Abstract: TH-PO0248
From Heartburn to Hospitalization: A Case of Milk-Alkali Syndrome
Session Information
- Bone and Mineral Metabolism: Clinical Reports and Practice
November 06, 2025 | Location: Exhibit Hall, Convention Center
Abstract Time: 10:00 AM - 12:00 PM
Category: Bone and Mineral Metabolism
- 502 Bone and Mineral Metabolism: Clinical
Authors
- Pal, Aman, Albany Medical Center, Albany, New York, United States
- Khan, Muhammad Riaz, Albany Medical Center, Albany, New York, United States
- Abid, Sidrah, Albany Medical Center, Albany, New York, United States
- Mehta, Swati, Albany Medical Center, Albany, New York, United States
- Hongalgi, Krishnakumar D., Albany Medical Center, Albany, New York, United States
Introduction
Milk-alkali syndrome (MAS) was initially associated with the "Sippy regimen", a cocktail of milk and bicarbonates for peptic ulcer disease. Although the incidence of MAS declined with the use of acid-suppressive therapy, it has resurged in recent decades due to increased use of over-the-counter calcium and alkali supplements. This paper highlights MAS as an underrecognized cause of hypercalcemia and outlines the management challenges it poses compared to other etiologies of hypercalcemia.
Case Description
A 72-year-old female presented with acute confusion and nonsensical speech following a fall. Collateral history revealed a 10-day history of worsening epigastric pain and poor oral intake, which she attributed to her reflux disease. In an attempt to self-treat, she consumed approximately 25 tablets daily of calcium carbonate (tums) 500 mg.
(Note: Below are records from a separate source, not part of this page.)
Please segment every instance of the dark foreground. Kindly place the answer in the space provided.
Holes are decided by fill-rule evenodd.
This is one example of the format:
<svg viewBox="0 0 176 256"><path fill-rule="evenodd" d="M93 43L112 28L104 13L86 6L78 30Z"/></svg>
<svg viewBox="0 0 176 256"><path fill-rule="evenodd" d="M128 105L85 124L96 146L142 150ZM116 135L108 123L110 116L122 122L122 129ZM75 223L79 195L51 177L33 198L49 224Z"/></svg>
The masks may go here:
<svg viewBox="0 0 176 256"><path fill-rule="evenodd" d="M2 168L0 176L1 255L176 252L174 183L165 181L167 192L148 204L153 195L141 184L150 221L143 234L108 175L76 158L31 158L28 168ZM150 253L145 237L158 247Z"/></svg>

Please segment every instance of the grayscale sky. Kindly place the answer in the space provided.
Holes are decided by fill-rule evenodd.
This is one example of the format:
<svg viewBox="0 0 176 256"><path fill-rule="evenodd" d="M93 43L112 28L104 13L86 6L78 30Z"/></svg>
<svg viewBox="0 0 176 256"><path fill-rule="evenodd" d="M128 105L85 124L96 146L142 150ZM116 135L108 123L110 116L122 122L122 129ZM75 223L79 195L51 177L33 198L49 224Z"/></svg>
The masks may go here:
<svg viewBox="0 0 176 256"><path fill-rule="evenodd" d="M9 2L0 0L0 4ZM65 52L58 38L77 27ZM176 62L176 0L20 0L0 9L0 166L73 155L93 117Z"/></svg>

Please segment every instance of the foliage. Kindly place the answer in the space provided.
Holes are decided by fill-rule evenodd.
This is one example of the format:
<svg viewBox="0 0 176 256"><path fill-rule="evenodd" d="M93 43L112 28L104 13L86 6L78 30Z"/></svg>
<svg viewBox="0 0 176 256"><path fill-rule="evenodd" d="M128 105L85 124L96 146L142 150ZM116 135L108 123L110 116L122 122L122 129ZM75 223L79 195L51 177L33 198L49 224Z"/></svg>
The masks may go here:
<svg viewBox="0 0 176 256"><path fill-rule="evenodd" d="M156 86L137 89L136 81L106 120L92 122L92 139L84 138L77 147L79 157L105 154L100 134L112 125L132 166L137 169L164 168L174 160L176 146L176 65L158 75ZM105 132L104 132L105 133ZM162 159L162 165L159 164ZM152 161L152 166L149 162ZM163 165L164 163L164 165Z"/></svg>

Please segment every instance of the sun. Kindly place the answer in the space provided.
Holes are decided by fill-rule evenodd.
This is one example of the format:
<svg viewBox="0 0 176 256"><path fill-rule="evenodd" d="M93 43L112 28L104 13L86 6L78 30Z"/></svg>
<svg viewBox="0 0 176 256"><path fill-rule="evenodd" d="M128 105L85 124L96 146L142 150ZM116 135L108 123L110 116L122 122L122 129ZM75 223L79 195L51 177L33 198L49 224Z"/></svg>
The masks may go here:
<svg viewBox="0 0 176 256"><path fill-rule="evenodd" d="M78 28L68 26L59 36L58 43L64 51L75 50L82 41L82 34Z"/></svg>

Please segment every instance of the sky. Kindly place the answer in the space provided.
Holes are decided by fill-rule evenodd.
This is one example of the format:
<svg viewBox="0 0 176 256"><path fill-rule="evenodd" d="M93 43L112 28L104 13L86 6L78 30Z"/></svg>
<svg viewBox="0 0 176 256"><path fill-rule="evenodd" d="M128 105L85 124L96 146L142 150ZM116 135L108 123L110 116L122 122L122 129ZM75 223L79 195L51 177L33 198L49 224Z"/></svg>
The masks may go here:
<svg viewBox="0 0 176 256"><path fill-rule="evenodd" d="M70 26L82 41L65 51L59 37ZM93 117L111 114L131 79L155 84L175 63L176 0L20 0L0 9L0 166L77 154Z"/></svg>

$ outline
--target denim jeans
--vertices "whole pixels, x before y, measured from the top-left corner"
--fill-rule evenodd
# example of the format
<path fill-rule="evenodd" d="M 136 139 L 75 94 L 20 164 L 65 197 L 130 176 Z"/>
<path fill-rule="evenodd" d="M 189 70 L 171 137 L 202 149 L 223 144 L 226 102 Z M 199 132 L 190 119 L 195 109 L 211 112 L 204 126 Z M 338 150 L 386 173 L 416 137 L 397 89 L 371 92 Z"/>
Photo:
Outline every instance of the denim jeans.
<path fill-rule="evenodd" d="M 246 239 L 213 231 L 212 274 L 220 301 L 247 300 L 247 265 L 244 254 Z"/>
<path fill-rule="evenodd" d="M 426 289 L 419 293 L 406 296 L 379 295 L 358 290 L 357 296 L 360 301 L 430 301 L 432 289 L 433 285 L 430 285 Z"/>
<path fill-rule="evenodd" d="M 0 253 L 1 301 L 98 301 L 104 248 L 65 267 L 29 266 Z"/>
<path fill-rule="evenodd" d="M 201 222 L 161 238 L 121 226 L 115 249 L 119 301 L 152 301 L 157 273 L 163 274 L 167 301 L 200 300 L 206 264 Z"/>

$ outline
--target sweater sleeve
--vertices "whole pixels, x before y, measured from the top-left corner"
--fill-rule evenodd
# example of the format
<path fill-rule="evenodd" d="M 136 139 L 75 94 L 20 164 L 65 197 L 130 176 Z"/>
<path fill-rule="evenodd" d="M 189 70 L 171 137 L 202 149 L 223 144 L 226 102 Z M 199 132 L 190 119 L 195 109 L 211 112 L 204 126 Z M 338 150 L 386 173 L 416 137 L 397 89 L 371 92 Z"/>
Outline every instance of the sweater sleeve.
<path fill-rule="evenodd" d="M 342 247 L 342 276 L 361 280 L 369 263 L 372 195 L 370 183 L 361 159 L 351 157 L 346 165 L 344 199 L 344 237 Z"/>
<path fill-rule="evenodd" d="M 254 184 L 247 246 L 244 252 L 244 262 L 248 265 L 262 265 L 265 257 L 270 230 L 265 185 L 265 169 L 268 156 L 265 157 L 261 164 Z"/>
Labs revealed severe hypercalcemia (corrected calcium >19 mg/dL), metabolic alkalosis (bicarbonate 34 mmol/L), hypokalemia (2.8 mmol/L), hypomagnesemia (1.0 mg/dL), suppressed PTH (19 pg/mL), normal PTH-related peptide (<2 pmol/L) normal calcitriol (<7 pg/mL), normal creatinine (1.12 mg/dL), and a negative immunofixation. Her clinical presentation was consistent with MAS, and she was treated with intravenous fluids, calcitonin, and zoledronic acid. Her mental status improved alongside the normalization of her calcium levels and improved oral intake. However, rebound hypocalcemia became the primary barrier to discharge, necessitating intravenous calcium supplementation and delaying her transition to outpatient care.
Discussion
MAS is typically linked to intake >4g/day of elemental calcium, though it can occur with <2g/day when risk factors like, chronic kidney disease, vitamin D supplements, diuretics, or renin-angiotensin system blockers are present. In this case, MAS resulted from 25 daily Tums tablets, equating to 5g of elemental calcium. Early diagnosis is crucial. Unlike malignancy-related hypercalcemia, rebound hypocalcemia is common in MAS, making bisphosphonates inappropriate. This case highlights MAS as a reversible but underrecognized cause of hypercalcemia and encephalopathy, with treatment often complicated by overcorrection and prolonged hospitalization.